Çocuklarda Duygusal Boşluk ve Sanal Bağımlılık

Üsküdar Üniversitesi Rektörü Psikiyatri Uzmanı Prof. Dr. Nevzat Tarhan, dijital bağımlılığın çocuklar ve gençler üzerindeki psikolojik yansımalarına ilişkin değerlendirmelerde bulundu.
Tarhan, teknolojinin özellikle Y ve Z kuşakları arasında yaygın kullanıldığını, bu durumunun, aşırı, kötü, tehlikeli ve zararlı kullanımları da beraberinde getirdiğini, öte yandan dijital mecranın toplumdaki ulaşılabilirliği arttırması, hayatı kolaylaştırması ve refah seviyesine ciddi katkılarda bulunması sebebiyle faydalı da olduğunu ifade ediyor.
“Kişi, sanal dünyayı doğru yönetirse bağımlılık olmuyor”
Prof. Dr. Tarhan, doğuştan bağlanmaya yatkın olan ve özellikle riskli davranış geni taşıyan kişilerde, bağımlılık nesnelerine karşı aşırı kullanımlarının olduğunu ifade ederek, “Risk esnasında beyin dopamin salgılıyor. Dopamin salgıladığı için müthiş keyif alıyor. Keyif aldıkça daha çok ilgileniyorlar. Bağlılığı, bağlanmaya dönüştürüyorlar. Bunlar genellikle, kıpır kıpır, hareketli, yeniliği seven, deneyimlere açık, kolay aşık olan kişilerdir.” dedi.

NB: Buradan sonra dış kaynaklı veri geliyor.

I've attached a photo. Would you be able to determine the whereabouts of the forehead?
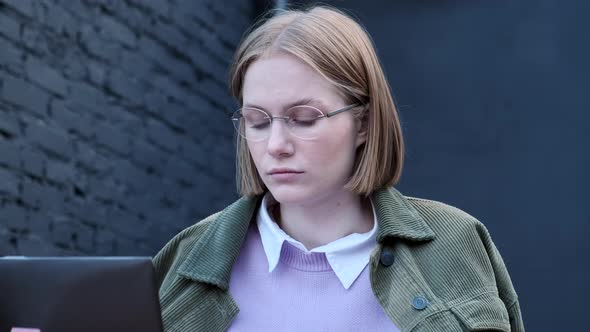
[242,52,343,109]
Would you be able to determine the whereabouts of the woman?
[154,7,524,331]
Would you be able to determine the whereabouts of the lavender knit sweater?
[228,224,399,332]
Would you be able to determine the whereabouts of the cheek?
[312,128,355,167]
[247,142,264,168]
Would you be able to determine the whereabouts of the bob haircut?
[230,6,404,196]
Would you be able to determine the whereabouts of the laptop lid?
[0,257,163,332]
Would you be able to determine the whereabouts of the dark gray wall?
[328,0,590,331]
[0,0,253,256]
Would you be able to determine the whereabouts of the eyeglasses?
[231,104,360,142]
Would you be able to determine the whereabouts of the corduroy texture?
[154,188,524,332]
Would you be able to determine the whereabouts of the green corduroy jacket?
[153,188,524,332]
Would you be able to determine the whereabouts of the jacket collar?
[178,187,435,290]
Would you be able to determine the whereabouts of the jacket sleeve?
[477,223,524,332]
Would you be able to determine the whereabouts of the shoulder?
[153,211,222,288]
[404,196,490,240]
[405,197,517,304]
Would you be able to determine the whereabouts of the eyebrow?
[243,98,326,111]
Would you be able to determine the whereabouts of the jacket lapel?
[178,197,260,290]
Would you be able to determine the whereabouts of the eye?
[242,108,270,129]
[286,106,323,127]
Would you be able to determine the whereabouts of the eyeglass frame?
[230,103,362,142]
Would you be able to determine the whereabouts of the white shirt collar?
[256,194,377,289]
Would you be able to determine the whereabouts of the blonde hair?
[230,6,404,196]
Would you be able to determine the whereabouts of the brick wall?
[0,0,254,255]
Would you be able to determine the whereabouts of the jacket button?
[412,296,428,310]
[379,248,395,266]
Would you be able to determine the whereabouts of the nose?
[267,119,294,158]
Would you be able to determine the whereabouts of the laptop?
[0,257,163,332]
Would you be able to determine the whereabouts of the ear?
[355,116,368,148]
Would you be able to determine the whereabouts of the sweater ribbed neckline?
[279,241,332,272]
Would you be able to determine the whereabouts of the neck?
[275,192,374,250]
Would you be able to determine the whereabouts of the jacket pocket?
[451,293,510,332]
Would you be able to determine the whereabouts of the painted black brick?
[1,75,49,117]
[0,0,254,255]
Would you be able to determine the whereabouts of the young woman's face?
[243,52,365,204]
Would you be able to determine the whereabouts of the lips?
[268,168,303,175]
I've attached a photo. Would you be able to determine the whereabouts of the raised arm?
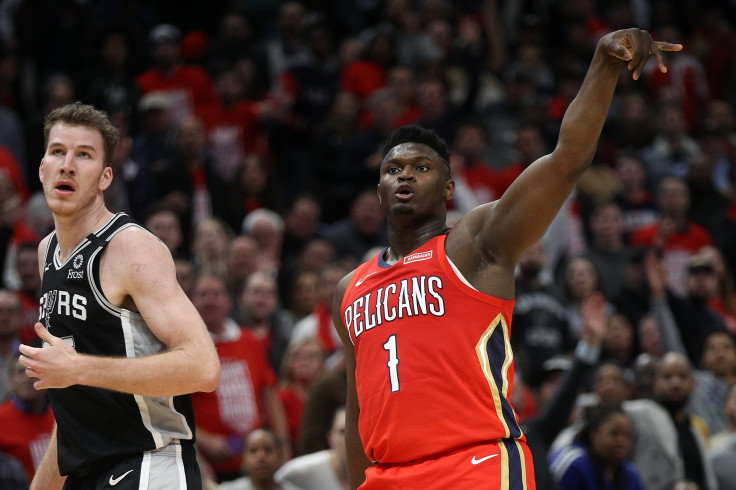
[21,228,220,397]
[448,29,682,276]
[332,273,373,489]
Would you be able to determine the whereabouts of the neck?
[384,216,446,264]
[250,477,278,490]
[54,201,113,260]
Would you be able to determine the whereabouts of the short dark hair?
[381,124,450,167]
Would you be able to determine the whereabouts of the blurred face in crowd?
[657,177,690,219]
[590,413,631,465]
[240,272,278,321]
[593,363,629,403]
[638,315,662,357]
[565,257,598,300]
[723,384,736,430]
[590,204,624,247]
[227,235,258,279]
[192,276,232,333]
[194,219,230,261]
[603,315,634,361]
[285,198,322,239]
[616,156,646,192]
[299,238,335,271]
[327,408,347,467]
[685,266,718,302]
[287,338,325,385]
[652,352,694,410]
[701,332,736,383]
[350,192,384,236]
[174,259,194,296]
[291,271,319,314]
[455,125,486,164]
[243,429,281,482]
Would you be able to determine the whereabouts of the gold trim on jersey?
[514,439,527,488]
[475,313,514,437]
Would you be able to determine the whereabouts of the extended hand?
[599,28,682,80]
[20,323,79,390]
[580,291,608,345]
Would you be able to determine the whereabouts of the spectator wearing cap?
[647,251,736,434]
[135,24,216,125]
[124,90,176,219]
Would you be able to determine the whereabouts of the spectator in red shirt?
[135,24,216,125]
[0,353,54,481]
[630,177,712,296]
[192,275,289,481]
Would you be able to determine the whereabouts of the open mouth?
[396,186,414,201]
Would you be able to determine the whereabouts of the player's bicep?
[114,232,206,349]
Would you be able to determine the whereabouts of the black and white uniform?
[39,213,199,489]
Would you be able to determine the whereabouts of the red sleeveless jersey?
[340,235,524,464]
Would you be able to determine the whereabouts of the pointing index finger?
[654,41,682,51]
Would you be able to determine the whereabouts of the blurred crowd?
[0,0,736,490]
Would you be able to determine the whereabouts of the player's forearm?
[555,44,621,173]
[75,348,220,397]
[30,426,66,490]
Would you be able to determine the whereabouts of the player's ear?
[445,179,455,201]
[99,167,112,191]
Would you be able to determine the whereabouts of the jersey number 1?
[383,334,399,393]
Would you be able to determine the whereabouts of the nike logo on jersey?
[470,453,498,464]
[355,271,378,288]
[110,470,133,487]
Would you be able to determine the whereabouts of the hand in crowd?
[644,250,667,299]
[580,291,608,345]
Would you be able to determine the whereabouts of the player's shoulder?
[106,225,171,262]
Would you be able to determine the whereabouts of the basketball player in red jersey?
[333,29,682,490]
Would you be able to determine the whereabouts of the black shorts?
[63,441,202,490]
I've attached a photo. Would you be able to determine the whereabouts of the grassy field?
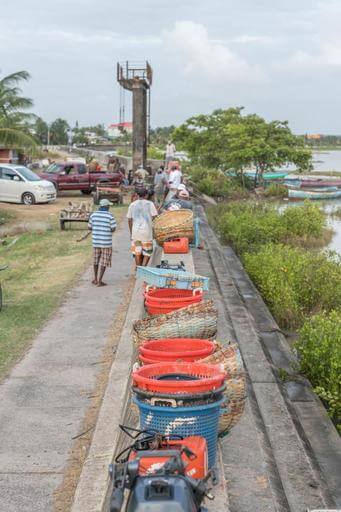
[0,196,124,379]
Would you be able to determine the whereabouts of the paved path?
[0,222,132,512]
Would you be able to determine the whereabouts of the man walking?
[154,165,167,208]
[127,188,157,267]
[88,199,117,286]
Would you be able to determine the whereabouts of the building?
[107,122,133,137]
[0,146,19,164]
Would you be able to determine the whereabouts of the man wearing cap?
[163,183,193,210]
[127,188,157,266]
[88,199,117,286]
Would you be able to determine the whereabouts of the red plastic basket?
[139,338,216,364]
[132,363,227,394]
[144,288,203,315]
[163,237,189,254]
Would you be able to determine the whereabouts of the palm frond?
[0,71,31,87]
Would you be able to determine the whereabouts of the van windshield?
[46,164,63,174]
[15,166,41,181]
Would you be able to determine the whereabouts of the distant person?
[135,165,148,181]
[166,140,176,163]
[163,184,193,210]
[166,165,182,201]
[154,165,167,208]
[88,199,117,286]
[127,188,157,267]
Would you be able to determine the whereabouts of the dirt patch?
[53,276,135,512]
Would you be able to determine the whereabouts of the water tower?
[117,61,153,171]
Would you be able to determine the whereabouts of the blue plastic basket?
[133,397,224,467]
[189,217,200,249]
[136,267,209,291]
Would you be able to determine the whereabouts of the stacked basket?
[133,362,226,467]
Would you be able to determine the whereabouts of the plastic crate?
[136,267,209,291]
[133,398,224,468]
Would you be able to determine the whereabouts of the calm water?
[313,151,341,173]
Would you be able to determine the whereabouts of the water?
[313,150,341,173]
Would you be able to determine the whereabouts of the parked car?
[0,164,57,204]
[40,161,124,194]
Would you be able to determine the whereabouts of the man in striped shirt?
[88,199,117,286]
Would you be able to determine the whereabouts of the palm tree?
[0,71,36,150]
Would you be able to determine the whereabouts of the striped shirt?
[88,210,117,247]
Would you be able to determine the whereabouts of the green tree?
[33,117,49,144]
[50,117,70,145]
[0,71,36,150]
[173,107,311,180]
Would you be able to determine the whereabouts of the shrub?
[264,183,288,197]
[188,167,248,200]
[243,244,341,328]
[294,310,341,432]
[209,201,326,254]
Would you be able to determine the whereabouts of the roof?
[109,121,133,128]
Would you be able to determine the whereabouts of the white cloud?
[165,21,264,85]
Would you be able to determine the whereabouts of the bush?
[209,201,326,254]
[294,310,341,432]
[188,167,248,200]
[264,183,288,197]
[243,244,341,328]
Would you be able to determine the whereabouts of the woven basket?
[153,209,194,245]
[201,343,244,375]
[133,300,218,346]
[200,344,246,437]
[218,397,246,437]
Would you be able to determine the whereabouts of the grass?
[0,206,124,378]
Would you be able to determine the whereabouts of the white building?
[107,122,133,137]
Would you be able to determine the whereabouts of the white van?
[0,163,57,204]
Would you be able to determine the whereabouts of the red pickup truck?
[40,161,124,194]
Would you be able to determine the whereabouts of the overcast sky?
[0,0,341,133]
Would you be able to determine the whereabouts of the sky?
[0,0,341,134]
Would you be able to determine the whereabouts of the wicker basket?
[201,343,244,375]
[153,209,194,245]
[133,300,218,346]
[218,396,246,437]
[201,344,246,437]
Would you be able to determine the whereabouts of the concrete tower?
[117,61,153,171]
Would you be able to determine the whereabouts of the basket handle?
[193,288,202,295]
[150,397,177,407]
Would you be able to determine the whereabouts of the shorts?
[93,247,112,267]
[131,240,153,257]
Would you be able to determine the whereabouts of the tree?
[50,117,70,145]
[173,107,312,181]
[33,117,49,144]
[0,71,36,150]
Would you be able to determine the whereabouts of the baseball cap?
[99,199,113,206]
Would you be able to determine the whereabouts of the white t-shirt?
[127,199,157,242]
[166,144,175,158]
[168,169,182,190]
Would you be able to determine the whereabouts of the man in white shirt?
[127,189,157,267]
[166,166,182,201]
[166,140,176,162]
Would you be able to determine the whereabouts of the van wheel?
[21,192,36,205]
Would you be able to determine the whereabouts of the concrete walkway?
[0,222,133,512]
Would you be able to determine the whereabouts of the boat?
[244,171,288,181]
[288,188,341,199]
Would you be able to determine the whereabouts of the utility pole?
[117,61,153,171]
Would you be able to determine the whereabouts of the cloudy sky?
[0,0,341,133]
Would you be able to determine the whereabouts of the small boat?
[301,179,341,187]
[288,187,341,199]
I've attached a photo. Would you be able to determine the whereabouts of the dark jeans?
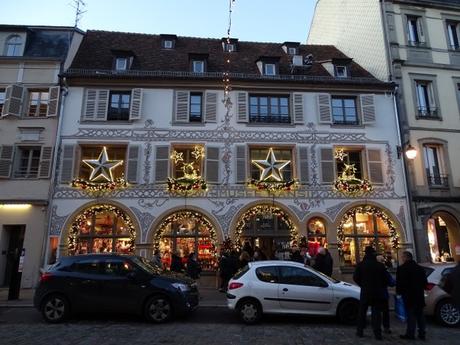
[406,306,426,337]
[358,301,382,336]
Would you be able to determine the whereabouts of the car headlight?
[172,283,190,292]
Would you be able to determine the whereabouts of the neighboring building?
[0,25,82,288]
[47,31,413,273]
[308,0,460,262]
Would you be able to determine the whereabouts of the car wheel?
[41,294,70,323]
[337,300,359,325]
[435,299,460,327]
[237,299,262,325]
[145,296,173,323]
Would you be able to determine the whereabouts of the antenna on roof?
[69,0,88,27]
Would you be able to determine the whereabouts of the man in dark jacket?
[353,246,388,340]
[396,251,428,340]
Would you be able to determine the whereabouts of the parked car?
[422,263,460,327]
[227,261,360,324]
[34,254,199,323]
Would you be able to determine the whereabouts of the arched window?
[5,35,22,56]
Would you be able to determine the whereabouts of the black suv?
[34,254,199,323]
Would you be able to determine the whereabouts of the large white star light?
[83,146,123,182]
[252,148,291,182]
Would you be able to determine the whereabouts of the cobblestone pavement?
[0,308,460,345]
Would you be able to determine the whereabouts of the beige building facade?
[308,0,460,263]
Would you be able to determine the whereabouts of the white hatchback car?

Prof. Dr. Nevzat Tarhan, kişinin sanal dünyayı doğru yönetmesi takdirde bağımlı olmayacağının altını çizerek, şu değerlendirmelerde bulundu:
“Onun için zamanını ve dikkatini yöneten kişiler kendilerini koruyabiliyorlar. Çocuklar ve gençler de bu konuda çok olgun değiller. Bu nedenle en büyük risk grubunu onlar oluşturuyor. Bağlanma her genç için bir risktir. Eğer stres azaltma tekniği gibi rahatlamak ve mutlu olmak için yapıyorsa hızla bağımlı hale gelir. Anneye ve babaya kızarsa, öç almak için yapabilir ya da kişi böyle bir durumda, duygularını yönetemediği için ilgi gösterenin etkisinde kalabilir. Genellikle mutluluk duygusunu tatmin edemeyen kişiler risk grubunda. Burada zayıf aileyi ve kötü arkadaşı görüyoruz. İki grupta da bağlılığı, bağımlılığa dönüştürüyorlar.”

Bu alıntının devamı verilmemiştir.